2008-01-01 / Piano Magazine / Alan Blakelock
Schumann: Sonata No 1, Op 11; Humoreske, Op 20
This is very superior playing indeed: an object lesson in pianistic refinement, tonal, expressive and psychological imagination, and musicianship of the highest order. Hewitt’s tonal palette is vast, exceptionally controlled and never indulged for its own sake. As in Bach, she uses it not only for colouristic but for textural, polyphonic and structural purposes. Her rhythmic vocabulary, too, is of immense sophistication, most strikingly, perhaps, in her use, and great variety, of agogics (the still-under-exploited secret of playing rubato in strict time). Rather than getting hung-up, like so many pianists, on the almost clichéd Florestan-Eusebius dichotomy, she does much to illuminate the complexity of Schumann’s psychological-emotional make-up through her remarkably multi-layered command of contrasting textures.
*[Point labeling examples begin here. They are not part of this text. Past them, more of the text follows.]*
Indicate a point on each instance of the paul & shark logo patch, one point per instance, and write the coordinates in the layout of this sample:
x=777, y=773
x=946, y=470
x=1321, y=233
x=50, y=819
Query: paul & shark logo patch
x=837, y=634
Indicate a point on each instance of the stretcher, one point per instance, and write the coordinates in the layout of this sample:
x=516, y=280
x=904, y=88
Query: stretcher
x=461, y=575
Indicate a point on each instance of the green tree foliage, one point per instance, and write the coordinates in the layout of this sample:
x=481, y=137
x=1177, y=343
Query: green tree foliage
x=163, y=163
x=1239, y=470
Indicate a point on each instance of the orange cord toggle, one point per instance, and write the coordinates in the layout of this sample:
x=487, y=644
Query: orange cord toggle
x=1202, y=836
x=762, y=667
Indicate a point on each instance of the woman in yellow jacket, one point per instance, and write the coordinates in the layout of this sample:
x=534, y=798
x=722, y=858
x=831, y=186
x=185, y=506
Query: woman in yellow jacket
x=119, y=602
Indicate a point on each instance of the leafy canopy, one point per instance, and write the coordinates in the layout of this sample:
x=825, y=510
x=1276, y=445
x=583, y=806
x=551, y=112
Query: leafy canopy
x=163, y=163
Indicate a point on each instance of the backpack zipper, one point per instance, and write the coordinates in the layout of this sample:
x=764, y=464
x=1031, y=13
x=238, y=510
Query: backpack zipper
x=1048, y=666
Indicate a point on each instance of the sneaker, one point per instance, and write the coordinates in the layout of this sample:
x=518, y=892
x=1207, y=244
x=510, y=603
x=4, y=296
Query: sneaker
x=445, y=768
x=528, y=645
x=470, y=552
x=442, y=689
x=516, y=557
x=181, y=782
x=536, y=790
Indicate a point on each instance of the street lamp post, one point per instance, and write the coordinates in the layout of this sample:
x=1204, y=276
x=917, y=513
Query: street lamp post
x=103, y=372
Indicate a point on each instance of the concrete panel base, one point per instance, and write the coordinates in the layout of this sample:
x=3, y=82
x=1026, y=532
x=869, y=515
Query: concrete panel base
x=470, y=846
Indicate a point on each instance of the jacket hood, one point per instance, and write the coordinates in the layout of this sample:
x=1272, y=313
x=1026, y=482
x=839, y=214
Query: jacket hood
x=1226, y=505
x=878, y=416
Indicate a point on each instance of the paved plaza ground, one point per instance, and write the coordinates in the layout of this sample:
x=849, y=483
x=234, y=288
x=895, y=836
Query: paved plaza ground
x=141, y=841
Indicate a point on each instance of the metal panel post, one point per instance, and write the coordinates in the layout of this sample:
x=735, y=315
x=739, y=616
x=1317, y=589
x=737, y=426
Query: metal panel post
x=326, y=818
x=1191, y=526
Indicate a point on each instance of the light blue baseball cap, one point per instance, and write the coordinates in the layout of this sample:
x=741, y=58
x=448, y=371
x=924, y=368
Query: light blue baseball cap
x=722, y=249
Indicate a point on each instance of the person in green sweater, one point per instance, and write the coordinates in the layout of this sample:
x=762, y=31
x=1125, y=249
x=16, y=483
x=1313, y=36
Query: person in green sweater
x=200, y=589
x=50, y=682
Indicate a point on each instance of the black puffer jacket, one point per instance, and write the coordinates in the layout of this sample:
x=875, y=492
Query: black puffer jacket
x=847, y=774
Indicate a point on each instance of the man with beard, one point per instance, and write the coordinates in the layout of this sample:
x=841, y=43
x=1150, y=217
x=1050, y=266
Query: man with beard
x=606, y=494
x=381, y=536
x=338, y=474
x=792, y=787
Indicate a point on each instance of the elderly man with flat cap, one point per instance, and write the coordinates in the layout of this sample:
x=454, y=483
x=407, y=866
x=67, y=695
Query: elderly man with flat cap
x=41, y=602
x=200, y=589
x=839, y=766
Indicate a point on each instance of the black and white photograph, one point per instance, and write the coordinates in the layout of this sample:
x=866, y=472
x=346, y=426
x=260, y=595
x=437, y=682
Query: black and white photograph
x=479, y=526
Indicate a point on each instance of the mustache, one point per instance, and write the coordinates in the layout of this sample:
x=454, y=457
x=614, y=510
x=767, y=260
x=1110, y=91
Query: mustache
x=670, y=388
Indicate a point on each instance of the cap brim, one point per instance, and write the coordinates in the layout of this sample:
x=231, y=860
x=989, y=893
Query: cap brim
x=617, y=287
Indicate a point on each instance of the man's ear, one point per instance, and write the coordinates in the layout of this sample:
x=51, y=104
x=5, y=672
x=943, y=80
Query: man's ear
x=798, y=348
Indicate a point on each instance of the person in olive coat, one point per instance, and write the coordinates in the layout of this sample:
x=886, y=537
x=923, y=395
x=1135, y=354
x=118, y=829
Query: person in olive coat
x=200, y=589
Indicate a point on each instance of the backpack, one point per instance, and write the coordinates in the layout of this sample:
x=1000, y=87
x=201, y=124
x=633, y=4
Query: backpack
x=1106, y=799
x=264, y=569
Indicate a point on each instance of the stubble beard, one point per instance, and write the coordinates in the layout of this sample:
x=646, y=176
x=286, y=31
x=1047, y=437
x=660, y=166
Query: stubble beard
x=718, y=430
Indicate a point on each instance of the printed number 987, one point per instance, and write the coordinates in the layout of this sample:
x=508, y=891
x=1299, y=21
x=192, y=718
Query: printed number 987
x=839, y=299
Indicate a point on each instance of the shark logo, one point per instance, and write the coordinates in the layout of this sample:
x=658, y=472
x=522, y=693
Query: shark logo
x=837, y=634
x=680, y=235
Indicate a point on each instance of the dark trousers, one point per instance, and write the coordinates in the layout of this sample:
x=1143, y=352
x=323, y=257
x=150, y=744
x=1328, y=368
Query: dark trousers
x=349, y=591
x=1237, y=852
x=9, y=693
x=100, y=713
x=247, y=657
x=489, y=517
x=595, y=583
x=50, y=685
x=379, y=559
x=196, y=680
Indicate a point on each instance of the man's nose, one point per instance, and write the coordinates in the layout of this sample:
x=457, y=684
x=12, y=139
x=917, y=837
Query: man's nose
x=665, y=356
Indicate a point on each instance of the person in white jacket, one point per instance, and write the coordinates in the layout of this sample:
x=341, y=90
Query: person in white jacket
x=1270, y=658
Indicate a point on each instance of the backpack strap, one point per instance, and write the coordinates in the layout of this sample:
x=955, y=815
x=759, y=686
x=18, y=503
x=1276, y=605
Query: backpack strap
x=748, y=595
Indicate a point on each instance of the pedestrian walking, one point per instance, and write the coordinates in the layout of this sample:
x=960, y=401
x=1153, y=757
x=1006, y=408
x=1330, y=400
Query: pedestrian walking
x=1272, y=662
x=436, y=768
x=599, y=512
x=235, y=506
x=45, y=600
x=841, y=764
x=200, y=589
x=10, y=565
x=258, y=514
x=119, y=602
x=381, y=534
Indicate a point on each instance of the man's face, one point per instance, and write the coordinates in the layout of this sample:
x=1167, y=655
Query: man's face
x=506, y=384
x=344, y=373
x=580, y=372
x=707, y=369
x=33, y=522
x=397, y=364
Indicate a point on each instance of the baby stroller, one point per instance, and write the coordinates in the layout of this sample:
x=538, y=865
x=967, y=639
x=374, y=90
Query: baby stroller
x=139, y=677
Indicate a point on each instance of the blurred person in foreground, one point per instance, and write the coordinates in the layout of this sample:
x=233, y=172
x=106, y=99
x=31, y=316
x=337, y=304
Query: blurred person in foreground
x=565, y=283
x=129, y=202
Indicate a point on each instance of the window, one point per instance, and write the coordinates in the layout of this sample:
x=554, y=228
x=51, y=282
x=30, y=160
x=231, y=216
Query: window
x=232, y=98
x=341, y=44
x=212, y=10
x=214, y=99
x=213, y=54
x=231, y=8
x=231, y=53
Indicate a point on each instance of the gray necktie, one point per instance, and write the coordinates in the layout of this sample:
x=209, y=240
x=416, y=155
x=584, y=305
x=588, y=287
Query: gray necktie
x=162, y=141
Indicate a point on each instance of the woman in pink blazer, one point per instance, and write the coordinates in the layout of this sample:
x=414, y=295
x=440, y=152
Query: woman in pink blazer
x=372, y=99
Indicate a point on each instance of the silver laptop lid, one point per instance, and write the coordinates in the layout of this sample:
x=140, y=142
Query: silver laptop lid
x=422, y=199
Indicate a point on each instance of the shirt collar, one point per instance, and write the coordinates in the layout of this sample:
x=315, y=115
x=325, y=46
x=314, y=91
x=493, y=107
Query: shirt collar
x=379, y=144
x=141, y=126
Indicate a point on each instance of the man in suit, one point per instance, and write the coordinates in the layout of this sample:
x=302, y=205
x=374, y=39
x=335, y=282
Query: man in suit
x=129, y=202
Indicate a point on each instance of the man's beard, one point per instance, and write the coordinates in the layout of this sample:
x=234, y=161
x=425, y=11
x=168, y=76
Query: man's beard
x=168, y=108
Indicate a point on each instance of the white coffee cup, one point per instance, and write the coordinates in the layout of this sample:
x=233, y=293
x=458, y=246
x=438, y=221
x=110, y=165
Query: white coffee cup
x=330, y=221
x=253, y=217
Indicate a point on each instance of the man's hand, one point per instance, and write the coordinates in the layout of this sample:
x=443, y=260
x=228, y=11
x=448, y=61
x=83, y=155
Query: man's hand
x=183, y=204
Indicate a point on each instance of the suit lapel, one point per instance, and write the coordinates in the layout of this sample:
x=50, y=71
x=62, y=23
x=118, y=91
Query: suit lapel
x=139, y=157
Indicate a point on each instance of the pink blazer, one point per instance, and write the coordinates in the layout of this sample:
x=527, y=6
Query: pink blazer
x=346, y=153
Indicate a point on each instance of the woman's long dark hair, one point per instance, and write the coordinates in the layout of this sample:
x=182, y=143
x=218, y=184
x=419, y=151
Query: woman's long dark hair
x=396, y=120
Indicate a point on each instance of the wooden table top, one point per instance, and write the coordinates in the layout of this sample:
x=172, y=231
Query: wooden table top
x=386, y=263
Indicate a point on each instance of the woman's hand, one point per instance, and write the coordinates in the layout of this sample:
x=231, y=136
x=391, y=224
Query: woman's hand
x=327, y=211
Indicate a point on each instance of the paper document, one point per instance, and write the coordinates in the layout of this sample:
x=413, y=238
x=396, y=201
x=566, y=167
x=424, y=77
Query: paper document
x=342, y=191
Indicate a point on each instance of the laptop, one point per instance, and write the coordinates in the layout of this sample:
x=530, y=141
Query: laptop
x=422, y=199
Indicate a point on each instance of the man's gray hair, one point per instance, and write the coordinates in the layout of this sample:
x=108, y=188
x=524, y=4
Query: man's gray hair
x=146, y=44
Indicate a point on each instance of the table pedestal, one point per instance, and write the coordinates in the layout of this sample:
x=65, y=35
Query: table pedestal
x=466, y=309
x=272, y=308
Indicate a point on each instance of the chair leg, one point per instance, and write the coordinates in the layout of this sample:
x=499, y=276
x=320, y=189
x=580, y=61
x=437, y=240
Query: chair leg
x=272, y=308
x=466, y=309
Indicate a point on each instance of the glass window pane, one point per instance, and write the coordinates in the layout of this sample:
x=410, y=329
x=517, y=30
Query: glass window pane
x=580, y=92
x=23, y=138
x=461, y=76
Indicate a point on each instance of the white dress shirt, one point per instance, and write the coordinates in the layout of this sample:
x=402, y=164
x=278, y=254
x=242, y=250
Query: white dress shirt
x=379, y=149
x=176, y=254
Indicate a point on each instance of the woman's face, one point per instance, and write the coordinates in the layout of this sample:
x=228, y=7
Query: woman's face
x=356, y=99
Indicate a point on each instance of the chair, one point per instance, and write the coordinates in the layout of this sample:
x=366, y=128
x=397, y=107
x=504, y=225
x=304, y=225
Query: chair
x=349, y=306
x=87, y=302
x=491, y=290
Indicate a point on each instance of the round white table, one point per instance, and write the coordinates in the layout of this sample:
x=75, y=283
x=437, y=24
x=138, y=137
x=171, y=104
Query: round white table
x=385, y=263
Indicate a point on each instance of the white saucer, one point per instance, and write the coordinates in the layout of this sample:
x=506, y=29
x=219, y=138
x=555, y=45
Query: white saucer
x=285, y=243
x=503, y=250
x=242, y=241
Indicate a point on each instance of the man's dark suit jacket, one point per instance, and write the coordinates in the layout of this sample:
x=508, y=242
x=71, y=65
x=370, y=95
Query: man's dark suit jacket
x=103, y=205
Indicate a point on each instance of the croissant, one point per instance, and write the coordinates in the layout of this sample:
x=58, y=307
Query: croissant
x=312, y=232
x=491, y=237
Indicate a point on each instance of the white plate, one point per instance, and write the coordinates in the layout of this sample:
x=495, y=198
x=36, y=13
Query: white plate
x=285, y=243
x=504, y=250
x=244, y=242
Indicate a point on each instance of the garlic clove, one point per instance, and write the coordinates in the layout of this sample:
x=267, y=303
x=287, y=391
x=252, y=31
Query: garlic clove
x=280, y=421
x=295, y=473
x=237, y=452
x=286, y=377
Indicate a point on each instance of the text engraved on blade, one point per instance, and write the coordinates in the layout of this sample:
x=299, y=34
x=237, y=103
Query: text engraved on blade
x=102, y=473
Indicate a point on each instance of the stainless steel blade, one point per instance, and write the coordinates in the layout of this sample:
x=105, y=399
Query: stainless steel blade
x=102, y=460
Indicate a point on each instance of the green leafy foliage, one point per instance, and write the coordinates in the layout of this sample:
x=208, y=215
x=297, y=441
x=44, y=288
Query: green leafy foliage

She has an uncanny grasp of what might be called rhythmical as opposed to merely melodic polyphony. Florestan and Eusebius do not merely alternate, they coexist. The tenderness and luminosity of tone in the slow movement of the sonata are quite haunting in their immediacy – indeed that sense of immediacy is amongst the hallmarks of the whole recording, be it haunting, jubilant, playful, morbid, dramatic or any of the other emotions and spiritual atmospheres that Schumann traverses almost as a matter of course.